Wallerstein's Legacies: Restructuring Social Sciences, Sociology as Radical Politics, and the Perspective of the World

Wednesday, November 6, 2019 - 1:30pm to 3:00pm

UMass Amherst | Thompson 919 - Rossi Room

Immanuel Wallerstein (10/28/1930 - 9/31/2019), was one of the leading figures of twentieth century social theory and research. This presentation by Agustín Lao-Montes (Associate Professor of Sociology, UMass Amherst) will highlight Wallerstein's main contributions as a social scientist and intellectual-activist through his long career, since he was a young professor of sociology at Columbia University in the 1960s. It will focus on three key dimensions of Wallerstein's rich and diverse intellectual production and historical legacies: first, his leadership in international efforts to restructure the social sciences beyond what he called "the 19th C paradigm"; second, his life-long agency toward making sociology a type of critical theory and a sort of radical politics; and third, his profound methodological and empirical contributions to developing historical sociology from "the perspective of the world."

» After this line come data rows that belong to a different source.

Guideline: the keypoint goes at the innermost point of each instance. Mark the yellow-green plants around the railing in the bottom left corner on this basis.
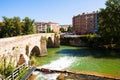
(7, 67)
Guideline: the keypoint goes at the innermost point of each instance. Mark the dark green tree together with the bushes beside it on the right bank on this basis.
(109, 27)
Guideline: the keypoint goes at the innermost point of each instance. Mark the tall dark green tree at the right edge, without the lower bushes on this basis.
(109, 22)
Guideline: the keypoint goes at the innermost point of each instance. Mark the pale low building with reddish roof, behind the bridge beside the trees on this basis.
(43, 26)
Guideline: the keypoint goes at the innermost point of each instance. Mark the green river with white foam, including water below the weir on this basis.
(80, 59)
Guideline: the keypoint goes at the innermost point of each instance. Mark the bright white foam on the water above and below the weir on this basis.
(59, 64)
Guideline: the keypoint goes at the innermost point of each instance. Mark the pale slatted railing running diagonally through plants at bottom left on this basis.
(15, 73)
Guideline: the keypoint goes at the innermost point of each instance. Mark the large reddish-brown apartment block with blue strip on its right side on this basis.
(85, 23)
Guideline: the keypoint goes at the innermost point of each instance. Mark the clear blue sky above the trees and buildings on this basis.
(60, 11)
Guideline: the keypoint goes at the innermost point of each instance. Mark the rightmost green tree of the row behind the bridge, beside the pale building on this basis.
(28, 27)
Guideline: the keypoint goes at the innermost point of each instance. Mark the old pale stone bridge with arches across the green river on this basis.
(19, 49)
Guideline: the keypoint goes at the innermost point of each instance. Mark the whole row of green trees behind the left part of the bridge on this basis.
(15, 27)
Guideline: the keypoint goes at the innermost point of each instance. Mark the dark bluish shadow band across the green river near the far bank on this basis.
(84, 52)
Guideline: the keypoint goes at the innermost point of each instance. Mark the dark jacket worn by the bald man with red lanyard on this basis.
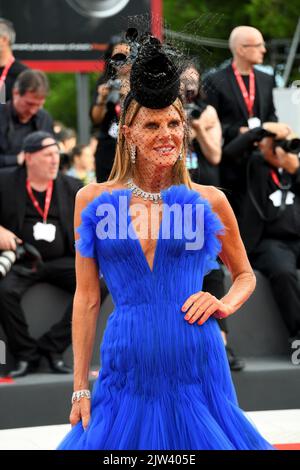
(223, 92)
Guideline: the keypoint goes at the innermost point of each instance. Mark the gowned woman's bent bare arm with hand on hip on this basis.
(233, 254)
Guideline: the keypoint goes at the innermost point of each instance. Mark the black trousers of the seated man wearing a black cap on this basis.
(59, 272)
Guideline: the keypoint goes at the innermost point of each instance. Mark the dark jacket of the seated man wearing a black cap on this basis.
(13, 202)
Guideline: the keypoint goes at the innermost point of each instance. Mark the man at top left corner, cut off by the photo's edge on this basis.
(10, 67)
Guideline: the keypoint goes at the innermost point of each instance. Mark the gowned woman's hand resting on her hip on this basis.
(202, 305)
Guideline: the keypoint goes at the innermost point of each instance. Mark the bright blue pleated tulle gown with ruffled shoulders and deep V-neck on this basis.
(164, 383)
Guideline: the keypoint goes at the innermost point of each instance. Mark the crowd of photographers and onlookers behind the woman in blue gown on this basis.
(235, 143)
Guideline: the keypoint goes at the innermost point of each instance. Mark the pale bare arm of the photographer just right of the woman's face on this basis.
(208, 133)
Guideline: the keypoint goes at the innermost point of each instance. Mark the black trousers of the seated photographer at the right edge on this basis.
(278, 261)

Dr. Lao-Montes' talk is co-sponsored by the Department of Sociology Colloquium and Special Events Committee, the Critical Social Studies Workshop, and the Institute for Social Science Research at UMass Amherst. Refreshments will be provided.

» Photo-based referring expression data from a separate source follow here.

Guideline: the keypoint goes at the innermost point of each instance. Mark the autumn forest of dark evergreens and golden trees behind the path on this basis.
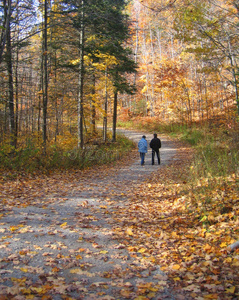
(68, 65)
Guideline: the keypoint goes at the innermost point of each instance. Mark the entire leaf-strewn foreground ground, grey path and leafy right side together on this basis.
(119, 232)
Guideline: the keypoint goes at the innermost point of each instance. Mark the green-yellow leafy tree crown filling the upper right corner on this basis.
(209, 29)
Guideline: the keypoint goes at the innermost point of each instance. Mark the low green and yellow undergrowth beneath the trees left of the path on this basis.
(61, 154)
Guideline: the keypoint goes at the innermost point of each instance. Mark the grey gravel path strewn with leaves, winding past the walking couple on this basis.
(67, 249)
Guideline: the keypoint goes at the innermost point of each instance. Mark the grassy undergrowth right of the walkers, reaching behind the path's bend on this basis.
(214, 170)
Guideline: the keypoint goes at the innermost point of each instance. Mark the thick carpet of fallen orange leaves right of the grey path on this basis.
(186, 233)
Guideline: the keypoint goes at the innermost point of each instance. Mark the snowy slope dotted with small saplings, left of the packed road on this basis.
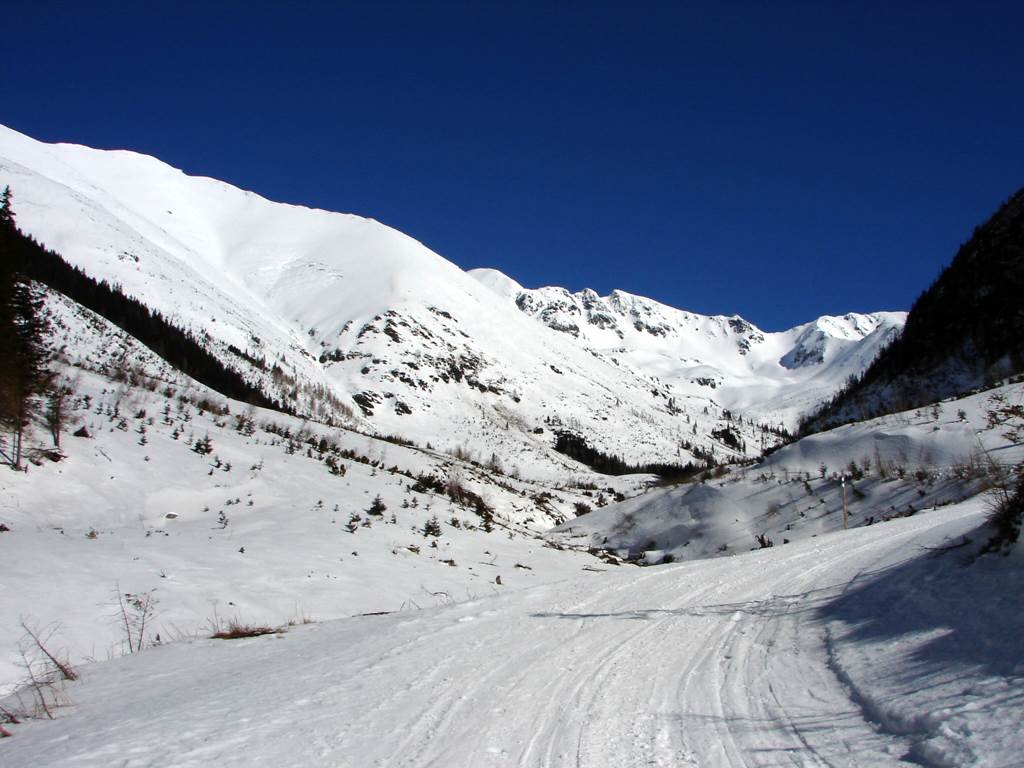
(270, 526)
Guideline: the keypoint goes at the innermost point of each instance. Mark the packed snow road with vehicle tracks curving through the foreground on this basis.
(733, 662)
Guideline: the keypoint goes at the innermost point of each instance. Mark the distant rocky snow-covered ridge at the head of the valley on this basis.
(772, 377)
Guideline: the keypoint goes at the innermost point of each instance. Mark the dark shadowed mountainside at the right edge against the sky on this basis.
(963, 333)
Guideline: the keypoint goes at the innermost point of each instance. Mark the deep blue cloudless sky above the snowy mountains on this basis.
(780, 161)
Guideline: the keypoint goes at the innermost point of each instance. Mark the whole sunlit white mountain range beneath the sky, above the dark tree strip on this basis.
(340, 317)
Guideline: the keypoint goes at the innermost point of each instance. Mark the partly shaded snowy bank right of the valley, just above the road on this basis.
(895, 466)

Agustin Lao-Montes has a Ph.D. in Sociology from the State University of New York–Binghamton. His fields of specialty include world-historical sociology and globalization, political sociology, social identities and social inequalities, sociology of race and ethnicity, urban sociology/community-university partnerships, African Diaspora and Latino Studies, sociology of culture and cultural studies, and contemporary theory and postcolonial critique.